Gegen zehn Uhr nahmen wir das Steuerruder wieder zur Hand. Nun mußten wir bestimmen, auf welchen Teil der Insel wir zusteuern wollten. Wir konnten bereits einzelne Baumkronen unterscheiden und sichteten undeutlich Reihen von sonnenhellen Baumstämmen gegen das dichte, schattige Laubwerk des Hintergrunds.

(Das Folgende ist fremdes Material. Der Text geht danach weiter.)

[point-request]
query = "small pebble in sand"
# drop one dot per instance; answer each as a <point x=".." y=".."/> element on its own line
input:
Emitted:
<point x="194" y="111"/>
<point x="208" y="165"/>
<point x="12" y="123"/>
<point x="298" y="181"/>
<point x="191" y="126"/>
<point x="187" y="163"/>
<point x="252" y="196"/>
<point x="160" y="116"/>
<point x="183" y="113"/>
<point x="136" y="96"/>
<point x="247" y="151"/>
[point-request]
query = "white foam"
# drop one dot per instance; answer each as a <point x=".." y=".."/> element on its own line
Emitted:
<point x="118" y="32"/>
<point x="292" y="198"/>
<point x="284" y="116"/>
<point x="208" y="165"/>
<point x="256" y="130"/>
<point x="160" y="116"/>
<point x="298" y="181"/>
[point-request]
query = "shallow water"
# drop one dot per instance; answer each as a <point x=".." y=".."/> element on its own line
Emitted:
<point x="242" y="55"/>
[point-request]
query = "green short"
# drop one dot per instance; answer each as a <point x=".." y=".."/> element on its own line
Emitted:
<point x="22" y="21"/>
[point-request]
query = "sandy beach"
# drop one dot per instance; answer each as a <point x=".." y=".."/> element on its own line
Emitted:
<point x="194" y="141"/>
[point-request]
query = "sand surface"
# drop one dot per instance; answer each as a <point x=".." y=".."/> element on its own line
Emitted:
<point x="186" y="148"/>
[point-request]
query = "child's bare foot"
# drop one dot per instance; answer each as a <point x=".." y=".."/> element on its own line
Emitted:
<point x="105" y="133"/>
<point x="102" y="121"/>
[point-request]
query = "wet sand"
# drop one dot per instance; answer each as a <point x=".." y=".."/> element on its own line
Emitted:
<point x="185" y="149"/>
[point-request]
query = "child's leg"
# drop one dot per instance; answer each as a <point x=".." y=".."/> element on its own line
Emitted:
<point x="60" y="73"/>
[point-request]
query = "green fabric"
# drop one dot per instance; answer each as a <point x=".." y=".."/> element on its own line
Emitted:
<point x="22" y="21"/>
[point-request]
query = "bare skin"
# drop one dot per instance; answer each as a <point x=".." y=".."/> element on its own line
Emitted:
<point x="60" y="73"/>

Wir wußten, irgendwo zwischen uns und der Insel lag ein lebensgefährliches Riff und lauerte auf alles, was gegen die unschuldsreine Insel getrieben kam. Die enormen Wassermassen, die in freien, tiefen Dünungen aus dem Osten gerollt kamen, verloren über der Untiefe das Gleichgewicht, als hätte man ihnen ein Bein gestellt. Sie schäumten in die Luft und wälzten sich mit Donnerbrausen über die scharfen Korallenblöcke. Viele Fahrzeuge sind in den furchtbaren Sog gegen die Unterwasserriffe der Tuamotu-Gruppe geraten und wurden vollständig zerschmettert.

Vom Meer aus sahen wir nichts von dieser tückischen Fallgrube, wir trieben hinein mit den Wogen und sahen bloß See um See mit krummem, blankem Rücken auf die Insel zulaufen. Das Ringriff mit seinem schäumenden Hexentanz blieb uns hinter steigenden Reihen von breiten Wogenrücken verborgen. Aber von beiden Enden der Insel, dort, wo wir den Strand im Profil sahen, im Norden wie im Süden, bemerkten wir, daß das Meer ein paar hundert Meter vor dem Land weißschäumend kochte und hoch in die Luft sprühte.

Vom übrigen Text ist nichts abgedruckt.